Parameters from scratch

Implementation of Multilayer Perceptrons

Implementing an MLP two ways

The simplest multilayer perceptron — two affine layers with a ReLU between them — trained end-to-end on Fashion-MNIST (28×28 grayscale, 10 classes).

  X (batch, 784)
       │ Linear  784 → 256
       │ ReLU
       │ Linear  256 → 10
       ▼
  logits (batch, 10)

We’ll build it twice — from scratch (manage the weights by hand) and concise (nn.Sequential) — to make concrete what the framework’s abstraction buys you.

Why one hidden layer of 256 is reasonable

For Fashion-MNIST (784 inputs → 10 outputs):

  • 256 hidden units = roughly 200k parameters. Big enough to memorize the training set in principle, small enough to actually train fast.
  • Powers of 2 for layer widths are a habit, not magic — matmul kernels are tuned for them; nothing breaks if you use 250 instead.
  • Single hidden layer because Fashion-MNIST is easy. A proper deep net wouldn’t help much without convolutions (next chapter).

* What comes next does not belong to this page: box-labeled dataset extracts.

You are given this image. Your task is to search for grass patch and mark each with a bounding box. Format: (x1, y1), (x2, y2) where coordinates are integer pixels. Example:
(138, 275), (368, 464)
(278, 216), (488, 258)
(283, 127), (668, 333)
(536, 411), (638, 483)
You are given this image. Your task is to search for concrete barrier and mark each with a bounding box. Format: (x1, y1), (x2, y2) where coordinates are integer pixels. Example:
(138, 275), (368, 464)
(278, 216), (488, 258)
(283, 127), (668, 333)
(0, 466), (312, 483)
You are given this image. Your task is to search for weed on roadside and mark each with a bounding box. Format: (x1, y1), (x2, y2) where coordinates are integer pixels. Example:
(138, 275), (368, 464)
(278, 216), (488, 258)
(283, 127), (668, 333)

These are hyperparameters — not learned. We set them by hand, train, and see what works.

Setup

from d2l import mxnet as d2l
from mxnet import np, npx
from mxnet.gluon import nn
npx.set_np()

Two weight matrices, two bias vectors. Init: small Gaussian \mathcal{N}(0, \sigma^2) for weights, zero for biases.

\mathbf{W}^{(1)} \in \mathbb{R}^{784 \times 256},\quad \mathbf{b}^{(1)} \in \mathbb{R}^{256}, \mathbf{W}^{(2)} \in \mathbb{R}^{256 \times 10},\quad \mathbf{b}^{(2)} \in \mathbb{R}^{10}.

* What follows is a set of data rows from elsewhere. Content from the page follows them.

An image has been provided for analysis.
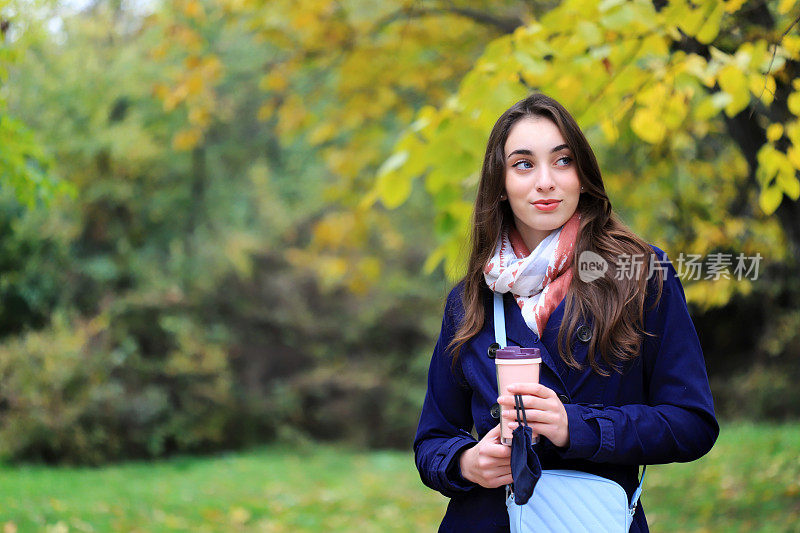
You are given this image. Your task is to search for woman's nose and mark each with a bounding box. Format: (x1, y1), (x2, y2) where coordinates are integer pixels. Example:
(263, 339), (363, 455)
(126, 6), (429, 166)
(535, 168), (555, 192)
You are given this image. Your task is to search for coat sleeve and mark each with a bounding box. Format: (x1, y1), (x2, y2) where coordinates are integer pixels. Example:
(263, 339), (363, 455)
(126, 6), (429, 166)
(558, 252), (719, 464)
(414, 290), (477, 497)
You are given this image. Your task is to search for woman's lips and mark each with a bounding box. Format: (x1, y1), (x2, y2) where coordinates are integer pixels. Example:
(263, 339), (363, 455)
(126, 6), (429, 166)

Total: 784 \cdot 256 + 256 + 256 \cdot 10 + 10 = 203\,530 parameters.

class MLPScratch(d2l.Classifier):
    def __init__(self, num_inputs, num_outputs, num_hiddens, lr, sigma=0.01):
        super().__init__()
        self.save_hyperparameters()
        self.W1 = np.random.randn(num_inputs, num_hiddens) * sigma
        self.b1 = np.zeros(num_hiddens)
        self.W2 = np.random.randn(num_hiddens, num_outputs) * sigma
        self.b2 = np.zeros(num_outputs)
        for param in self.get_scratch_params():
            param.attach_grad()

ReLU and forward pass

First, our own ReLU — just max(X, 0) elementwise:

def relu(X):
    return np.maximum(X, 0)

Then the forward pass:

\mathbf{H} = \mathrm{ReLU}(\mathbf{X}\mathbf{W}^{(1)} + \mathbf{b}^{(1)}),\quad \mathbf{O} = \mathbf{H}\mathbf{W}^{(2)} + \mathbf{b}^{(2)}.

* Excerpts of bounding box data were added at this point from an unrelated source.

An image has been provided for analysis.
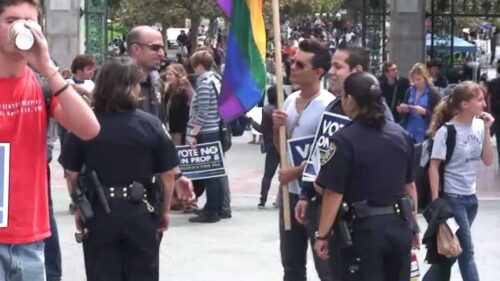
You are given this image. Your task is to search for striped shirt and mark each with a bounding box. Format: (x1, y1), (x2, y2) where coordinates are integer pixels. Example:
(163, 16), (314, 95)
(188, 71), (221, 133)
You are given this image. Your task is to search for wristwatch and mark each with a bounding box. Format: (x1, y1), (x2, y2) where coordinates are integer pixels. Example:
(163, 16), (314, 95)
(314, 230), (330, 240)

Image pixels are flattened to a 784-vector first — we’re ignoring spatial structure. (CNNs in the next chapter fix this.)

def forward(self, X):
    X = d2l.reshape(X, (-1, self.num_inputs))
    H = relu(d2l.matmul(X, self.W1) + self.b1)
    return d2l.matmul(H, self.W2) + self.b2

Training

Same Trainer, same Fashion-MNIST loaders, same cross-entropy loss as softmax regression. Only the model class changed:

model = MLPScratch(num_inputs=784, num_outputs=10, num_hiddens=256, lr=0.1)
data = d2l.FashionMNIST(batch_size=256)
trainer = d2l.Trainer(max_epochs=10)
trainer.fit(model, data)

About 1–2 percentage points better than plain softmax regression on the same data. A nonlinearity earns its keep.

The concise version

Stack the same architecture using the framework’s container. Lazy linear layers infer input shapes; ReLU is built in:

class MLP(d2l.Classifier):
    def __init__(self, num_outputs, num_hiddens, lr):
        super().__init__()
        self.save_hyperparameters()
        self.net = nn.Sequential()
        self.net.add(nn.Dense(num_hiddens, activation='relu'),
                     nn.Dense(num_outputs))
        self.net.initialize()

That’s the whole architecture: 6 layers in a Sequential (Flatten + 2 Linear + 1 ReLU + glue), zero hand-rolled parameter management.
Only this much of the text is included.